Theory of knowledge:

  • The strength of an acid can be determined by the use of pH and conductivity probes. In what ways do technologies, which extend our senses, change or reinforce our view of the world?

 

Topic 8.5 Acid Deposition

Essential idea: Increased industrialization has led to greater production of nitrogen and sulfur oxides leading to acid rain, which is damaging our environment. These problems can be reduced through collaboration with national and intergovernmental organizations.

Understandings:

  • Rain is naturally acidic because of dissolved CO2 and has a pH of 5.6. Acid deposition has a pH below 5.6.
  • Acid deposition is formed when nitrogen or sulfur oxides dissolve in water to form HNO3, HNO2, H2SO4 and H2SO3.
  • Sources of the oxides of sulfur and nitrogen and the effects of acid deposition should be covered.

 

Applications and skills:

  • Balancing the equations that describe the combustion of sulfur and nitrogen to their oxides and the subsequent formation of H2SO3, H2SO4, HNO2 and HNO3.
  • Distinction between the pre-combustion and post-combustion methods of reducing sulfur oxides emissions.
  • Deduction of acid deposition equations for acid deposition with reactive metals and carbonates.

 

International-mindedness:

  • The polluter country and polluted country are often not the same.

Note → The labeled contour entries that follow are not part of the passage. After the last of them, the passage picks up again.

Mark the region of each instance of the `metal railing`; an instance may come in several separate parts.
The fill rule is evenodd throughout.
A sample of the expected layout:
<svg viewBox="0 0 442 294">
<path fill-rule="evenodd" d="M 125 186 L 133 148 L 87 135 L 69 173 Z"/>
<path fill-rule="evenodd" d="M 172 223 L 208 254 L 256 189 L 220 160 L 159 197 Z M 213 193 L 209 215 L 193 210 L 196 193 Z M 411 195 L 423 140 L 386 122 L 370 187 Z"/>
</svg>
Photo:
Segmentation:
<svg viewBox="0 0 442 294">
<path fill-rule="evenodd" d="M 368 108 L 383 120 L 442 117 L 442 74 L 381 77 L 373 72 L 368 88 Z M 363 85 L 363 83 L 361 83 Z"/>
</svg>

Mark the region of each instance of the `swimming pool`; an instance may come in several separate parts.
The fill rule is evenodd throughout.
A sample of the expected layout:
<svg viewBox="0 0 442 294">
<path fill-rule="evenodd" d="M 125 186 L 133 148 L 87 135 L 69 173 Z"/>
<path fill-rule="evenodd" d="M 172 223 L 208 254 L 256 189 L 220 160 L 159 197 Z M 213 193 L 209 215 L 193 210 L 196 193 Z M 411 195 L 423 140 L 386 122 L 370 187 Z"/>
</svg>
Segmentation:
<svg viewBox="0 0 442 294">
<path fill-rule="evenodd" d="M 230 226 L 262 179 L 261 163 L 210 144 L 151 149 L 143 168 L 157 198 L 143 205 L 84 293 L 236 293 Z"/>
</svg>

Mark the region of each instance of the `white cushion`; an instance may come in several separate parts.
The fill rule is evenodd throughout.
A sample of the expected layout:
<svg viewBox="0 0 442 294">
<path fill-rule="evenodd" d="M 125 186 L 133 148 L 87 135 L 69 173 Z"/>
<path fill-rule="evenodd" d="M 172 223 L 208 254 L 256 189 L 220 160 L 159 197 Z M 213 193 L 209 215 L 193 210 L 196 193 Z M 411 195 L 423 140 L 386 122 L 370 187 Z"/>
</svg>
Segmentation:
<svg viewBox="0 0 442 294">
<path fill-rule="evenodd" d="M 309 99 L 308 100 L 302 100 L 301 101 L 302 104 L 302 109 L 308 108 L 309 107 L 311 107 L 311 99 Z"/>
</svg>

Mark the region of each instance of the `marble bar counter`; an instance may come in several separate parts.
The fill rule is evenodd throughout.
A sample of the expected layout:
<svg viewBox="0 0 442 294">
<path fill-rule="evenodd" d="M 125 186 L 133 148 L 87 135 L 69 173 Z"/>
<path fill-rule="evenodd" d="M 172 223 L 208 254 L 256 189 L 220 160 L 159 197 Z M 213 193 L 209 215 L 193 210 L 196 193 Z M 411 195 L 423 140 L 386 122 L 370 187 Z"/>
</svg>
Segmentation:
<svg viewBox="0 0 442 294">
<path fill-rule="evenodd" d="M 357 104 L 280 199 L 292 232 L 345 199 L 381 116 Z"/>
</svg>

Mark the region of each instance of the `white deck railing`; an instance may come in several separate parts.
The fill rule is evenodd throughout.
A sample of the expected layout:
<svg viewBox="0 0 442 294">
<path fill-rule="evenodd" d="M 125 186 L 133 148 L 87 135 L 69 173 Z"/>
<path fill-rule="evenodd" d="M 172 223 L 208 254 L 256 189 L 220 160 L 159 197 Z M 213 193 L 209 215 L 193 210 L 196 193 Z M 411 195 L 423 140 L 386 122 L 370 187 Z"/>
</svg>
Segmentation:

Acid deposition is a secondary pollutant that affects regions far from the primary source. Solving this problem requires international cooperation.

 

Theory of knowledge:

  • All rain is acidic but not all rain is “acid rain”. Scientific terms have a precise definition. Does scientific vocabulary simply communicate our knowledge in a neutral way or can it have value-laden terminology?